TW: Come la cultura della fiducia si è approfondita e consolidata. I superiori si sono visti obbligati a guidare i loro team da casa – non c’era stata alcuna prova generale per questa situazione. La gestione a distanza non è stata facile per tutti, soprattutto all’inizio. Abbiamo offerto assistenza con moduli online specifici per la gestione e coaching, il che è stato estremamente apprezzato.
TW: Quali misure hai allora attuato in primo luogo?
MS: Nelle prime sei-otto settimane, ci siamo occupati soprattutto del piano di protezione, che abbiamo dovuto elaborare in parallelo all’attività operativa in corso. Abbiamo anche risposto a numerose domande dei collaboratori e fornito consulenza ai quadri. Inoltre, abbiamo pubblicato rapidamente informative su Intranet in modo che tutte le informazioni più recenti fossero disponibili in tutte le sedi SEM.
MS: Qual è stata la tua esperienza chiave dell’anno?
TW: Un «World Café»: discussioni informali con 50 dipendenti SEM a fine estate al Zentrum Paul Klee. È stato impressionante e commovente il modo in cui i partecipanti hanno avuto il coraggio di parlare apertamente delle loro paure e dei loro problemi legati al telelavoro e all’attuale situazione pandemica – per esempio, l’essere soli o il lavorare in home office con bambini piccoli o adolescenti in piena pubertà.
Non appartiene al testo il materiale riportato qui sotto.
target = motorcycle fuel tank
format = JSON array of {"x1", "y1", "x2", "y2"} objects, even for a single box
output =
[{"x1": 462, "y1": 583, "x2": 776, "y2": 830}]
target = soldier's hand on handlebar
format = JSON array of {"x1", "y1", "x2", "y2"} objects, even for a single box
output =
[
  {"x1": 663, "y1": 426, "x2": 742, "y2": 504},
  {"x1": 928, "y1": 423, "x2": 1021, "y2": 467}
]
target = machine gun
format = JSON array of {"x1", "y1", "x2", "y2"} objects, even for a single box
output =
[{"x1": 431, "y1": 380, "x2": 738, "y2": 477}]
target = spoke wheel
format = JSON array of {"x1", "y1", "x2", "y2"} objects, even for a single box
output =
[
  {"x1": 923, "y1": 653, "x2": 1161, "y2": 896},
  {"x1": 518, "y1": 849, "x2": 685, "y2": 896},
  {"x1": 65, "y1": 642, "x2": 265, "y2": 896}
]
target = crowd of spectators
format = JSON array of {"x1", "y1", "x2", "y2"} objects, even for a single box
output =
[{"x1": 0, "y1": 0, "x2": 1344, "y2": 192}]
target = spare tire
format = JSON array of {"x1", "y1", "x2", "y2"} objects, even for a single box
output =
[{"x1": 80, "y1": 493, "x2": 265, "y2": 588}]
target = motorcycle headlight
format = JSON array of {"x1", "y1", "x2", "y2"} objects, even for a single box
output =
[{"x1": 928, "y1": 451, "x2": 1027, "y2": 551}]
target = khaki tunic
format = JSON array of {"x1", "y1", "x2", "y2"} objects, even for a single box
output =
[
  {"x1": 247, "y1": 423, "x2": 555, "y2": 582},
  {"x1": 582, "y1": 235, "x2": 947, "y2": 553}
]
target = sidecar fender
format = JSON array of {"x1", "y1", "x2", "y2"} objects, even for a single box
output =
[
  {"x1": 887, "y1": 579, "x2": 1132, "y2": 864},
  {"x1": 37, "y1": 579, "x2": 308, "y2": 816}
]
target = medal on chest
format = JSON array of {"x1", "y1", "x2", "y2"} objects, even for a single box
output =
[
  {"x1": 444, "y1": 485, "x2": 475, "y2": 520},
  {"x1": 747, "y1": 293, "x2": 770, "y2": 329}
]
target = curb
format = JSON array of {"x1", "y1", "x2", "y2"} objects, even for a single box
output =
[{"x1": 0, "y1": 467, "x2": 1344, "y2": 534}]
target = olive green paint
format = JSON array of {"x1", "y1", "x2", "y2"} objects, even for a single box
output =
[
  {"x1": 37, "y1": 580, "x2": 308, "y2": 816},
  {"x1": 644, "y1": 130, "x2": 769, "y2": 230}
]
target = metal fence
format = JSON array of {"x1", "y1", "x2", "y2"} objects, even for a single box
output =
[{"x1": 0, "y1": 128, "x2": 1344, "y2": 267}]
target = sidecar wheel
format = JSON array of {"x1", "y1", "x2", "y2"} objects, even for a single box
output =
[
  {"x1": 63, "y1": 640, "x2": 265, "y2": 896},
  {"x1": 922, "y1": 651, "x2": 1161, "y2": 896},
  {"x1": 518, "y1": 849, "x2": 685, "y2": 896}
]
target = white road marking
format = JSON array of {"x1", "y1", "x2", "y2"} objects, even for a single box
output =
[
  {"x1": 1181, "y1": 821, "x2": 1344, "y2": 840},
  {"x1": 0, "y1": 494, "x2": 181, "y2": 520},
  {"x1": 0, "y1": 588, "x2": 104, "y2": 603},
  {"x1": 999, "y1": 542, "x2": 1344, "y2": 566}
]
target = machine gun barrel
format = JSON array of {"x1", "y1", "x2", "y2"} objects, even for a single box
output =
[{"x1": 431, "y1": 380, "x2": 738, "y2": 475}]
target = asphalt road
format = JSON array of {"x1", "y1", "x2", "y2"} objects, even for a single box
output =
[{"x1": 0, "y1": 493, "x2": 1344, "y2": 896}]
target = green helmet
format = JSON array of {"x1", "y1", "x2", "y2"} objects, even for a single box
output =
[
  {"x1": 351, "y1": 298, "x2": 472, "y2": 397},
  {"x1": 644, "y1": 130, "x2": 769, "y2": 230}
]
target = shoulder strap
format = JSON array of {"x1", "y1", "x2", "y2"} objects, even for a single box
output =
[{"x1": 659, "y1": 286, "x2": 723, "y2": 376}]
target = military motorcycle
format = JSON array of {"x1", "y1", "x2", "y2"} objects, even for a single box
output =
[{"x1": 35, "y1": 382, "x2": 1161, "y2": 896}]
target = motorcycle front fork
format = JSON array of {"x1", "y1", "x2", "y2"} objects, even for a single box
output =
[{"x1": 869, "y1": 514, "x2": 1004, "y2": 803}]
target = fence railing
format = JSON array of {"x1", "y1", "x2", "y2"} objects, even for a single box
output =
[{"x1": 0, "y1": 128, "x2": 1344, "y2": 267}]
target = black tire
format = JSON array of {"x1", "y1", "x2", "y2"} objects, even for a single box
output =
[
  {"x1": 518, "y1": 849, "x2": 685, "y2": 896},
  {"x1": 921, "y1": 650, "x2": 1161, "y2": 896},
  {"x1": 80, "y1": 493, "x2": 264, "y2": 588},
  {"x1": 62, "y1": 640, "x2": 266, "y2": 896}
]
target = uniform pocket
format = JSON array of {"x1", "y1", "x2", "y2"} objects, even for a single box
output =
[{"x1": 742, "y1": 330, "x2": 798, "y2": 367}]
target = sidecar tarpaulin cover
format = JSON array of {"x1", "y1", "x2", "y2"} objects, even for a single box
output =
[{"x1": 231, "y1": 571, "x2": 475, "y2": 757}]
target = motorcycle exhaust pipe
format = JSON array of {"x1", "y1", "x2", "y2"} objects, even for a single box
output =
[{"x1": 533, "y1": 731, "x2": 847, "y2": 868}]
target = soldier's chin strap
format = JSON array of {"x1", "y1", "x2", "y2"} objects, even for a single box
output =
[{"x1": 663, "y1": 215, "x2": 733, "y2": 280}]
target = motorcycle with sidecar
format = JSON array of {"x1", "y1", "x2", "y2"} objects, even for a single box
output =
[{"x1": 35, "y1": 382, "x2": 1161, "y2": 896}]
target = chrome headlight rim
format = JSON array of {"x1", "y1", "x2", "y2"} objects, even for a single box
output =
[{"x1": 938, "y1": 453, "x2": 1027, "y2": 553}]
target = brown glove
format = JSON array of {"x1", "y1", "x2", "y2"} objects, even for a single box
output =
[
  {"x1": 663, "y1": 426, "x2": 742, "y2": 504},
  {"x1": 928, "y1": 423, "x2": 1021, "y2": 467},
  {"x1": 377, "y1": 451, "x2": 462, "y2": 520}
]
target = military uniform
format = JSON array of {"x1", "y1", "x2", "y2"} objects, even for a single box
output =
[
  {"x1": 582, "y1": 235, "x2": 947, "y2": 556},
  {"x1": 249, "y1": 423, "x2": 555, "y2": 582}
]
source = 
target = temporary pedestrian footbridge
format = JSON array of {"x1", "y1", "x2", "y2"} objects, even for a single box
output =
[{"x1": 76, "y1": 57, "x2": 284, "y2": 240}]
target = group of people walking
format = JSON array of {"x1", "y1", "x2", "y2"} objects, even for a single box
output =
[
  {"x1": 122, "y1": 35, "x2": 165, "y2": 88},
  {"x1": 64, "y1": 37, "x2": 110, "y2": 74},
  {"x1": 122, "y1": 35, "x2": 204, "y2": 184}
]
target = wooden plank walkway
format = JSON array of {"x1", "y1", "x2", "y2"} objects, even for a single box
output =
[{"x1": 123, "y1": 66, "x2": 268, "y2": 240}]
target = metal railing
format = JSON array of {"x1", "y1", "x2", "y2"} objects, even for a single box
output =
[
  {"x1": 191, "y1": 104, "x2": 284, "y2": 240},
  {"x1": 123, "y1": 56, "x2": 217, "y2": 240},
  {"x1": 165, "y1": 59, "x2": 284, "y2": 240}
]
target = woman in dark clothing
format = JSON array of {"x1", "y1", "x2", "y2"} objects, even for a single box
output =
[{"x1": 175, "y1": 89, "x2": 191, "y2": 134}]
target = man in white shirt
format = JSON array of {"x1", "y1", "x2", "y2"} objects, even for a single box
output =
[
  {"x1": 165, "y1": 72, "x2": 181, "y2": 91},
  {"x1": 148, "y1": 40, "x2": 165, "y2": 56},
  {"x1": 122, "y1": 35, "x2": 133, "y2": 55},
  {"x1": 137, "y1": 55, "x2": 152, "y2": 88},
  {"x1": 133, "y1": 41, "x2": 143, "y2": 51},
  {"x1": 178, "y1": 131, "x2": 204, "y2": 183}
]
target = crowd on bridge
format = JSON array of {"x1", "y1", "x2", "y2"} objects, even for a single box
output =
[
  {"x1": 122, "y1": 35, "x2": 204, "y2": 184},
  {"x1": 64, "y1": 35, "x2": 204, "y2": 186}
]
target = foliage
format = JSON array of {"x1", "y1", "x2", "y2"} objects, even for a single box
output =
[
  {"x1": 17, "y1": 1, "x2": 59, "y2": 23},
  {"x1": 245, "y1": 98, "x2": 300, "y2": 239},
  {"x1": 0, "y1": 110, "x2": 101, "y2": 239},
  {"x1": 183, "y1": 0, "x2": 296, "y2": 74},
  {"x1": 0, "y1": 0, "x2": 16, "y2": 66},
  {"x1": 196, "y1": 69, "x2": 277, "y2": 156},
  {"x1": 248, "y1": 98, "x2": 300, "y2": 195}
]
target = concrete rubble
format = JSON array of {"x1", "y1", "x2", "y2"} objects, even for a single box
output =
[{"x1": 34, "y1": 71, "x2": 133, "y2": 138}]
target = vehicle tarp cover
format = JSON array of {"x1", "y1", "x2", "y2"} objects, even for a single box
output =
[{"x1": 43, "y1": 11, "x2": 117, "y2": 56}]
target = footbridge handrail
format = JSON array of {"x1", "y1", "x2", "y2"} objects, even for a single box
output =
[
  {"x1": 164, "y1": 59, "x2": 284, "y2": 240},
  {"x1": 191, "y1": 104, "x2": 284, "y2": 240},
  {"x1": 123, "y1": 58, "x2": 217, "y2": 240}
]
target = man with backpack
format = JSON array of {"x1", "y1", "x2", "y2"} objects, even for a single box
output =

Allo stesso tempo, si percepiva molta fiducia nel futuro, nonostante tutte le difficoltà.
TW: Cosa succederà quando le regole saranno nuovamente allentate?
MS: Sarà molto impegnativo, perché porterà a galla un sacco di nuove domande: chi potrà e chi dovrà tornare in ufficio? Quali criteri saranno usati per stabilire le priorità? Quale ritmo di presenza sarà richiesto? Come ci muoveremo? Faremo differenza tra dipendenti vaccinati e non vaccinati, ecc.? Ci stiamo già preparando ai possibili scenari. Naturalmente, dovremo aspettare le decisioni del Consiglio federale ed eventuali norme dell’Ufficio federale del personale.
MS: Cosa pensi che funzioni bene in telelavoro e cosa meno?
TW: Il lato positivo è che i collaboratori generalmente si assumono ancora più responsabilità e quasi senza eccezione rispettano le regole. Molti stanno mostrando il loro lato creativo, provando nuove cose e sperimentando diverse forme di collaborazione virtuale. Le difficoltà insorgono quando devono essere risolti dei conflitti: non è possibile via Skype o e-mail.
TW: Cosa manca di più ai collaboratori adesso?
MS: Probabilmente il senso di appartenenza al gruppo e i contatti spontanei sul posto di lavoro: in mensa, per la birra alla fine della giornata di lavoro, un aperitivo spontaneo o, in altre parole, le esperienze condivise e i molti contatti della vita quotidiana in ufficio. La cerchia dei contatti si sta riducendo. È un aspetto che dobbiamo contrastare, magari anche contattando spontaneamente un collega senza motivo, per così dire.
MS: Cos’altro hai notato in particolare?
TW: Che sempre più collaboratori si pongono domande come: il mio lavoro è ancora quello giusto? Cosa ho raggiunto e qual è la mia passione? Come voglio svilupparmi professionalmente? La valutazione della situazione lavorativa fa già parte della nostra offerta di servizi, ma ora viene ampliata.
TW: Cosa non vedi l’ora di fare quando il virus sarà sconfitto?
MS: Un ritrovo caloroso con tutti i collaboratori, compreso un degno saluto al segretario di Stato Mario Gattiker. E prendere la vita quotidiana con più leggerezza.
MS: Qual è la tua conclusione personale sull’anno passato?
TW: Mi piace l’atteggiamento positivo dei collaboratori verso le tante novità e il loro rendersi conto di esserne in grado. Queste esperienze stimolano anche un rinnovo culturale e servono a sviluppare ulteriormente la SEM.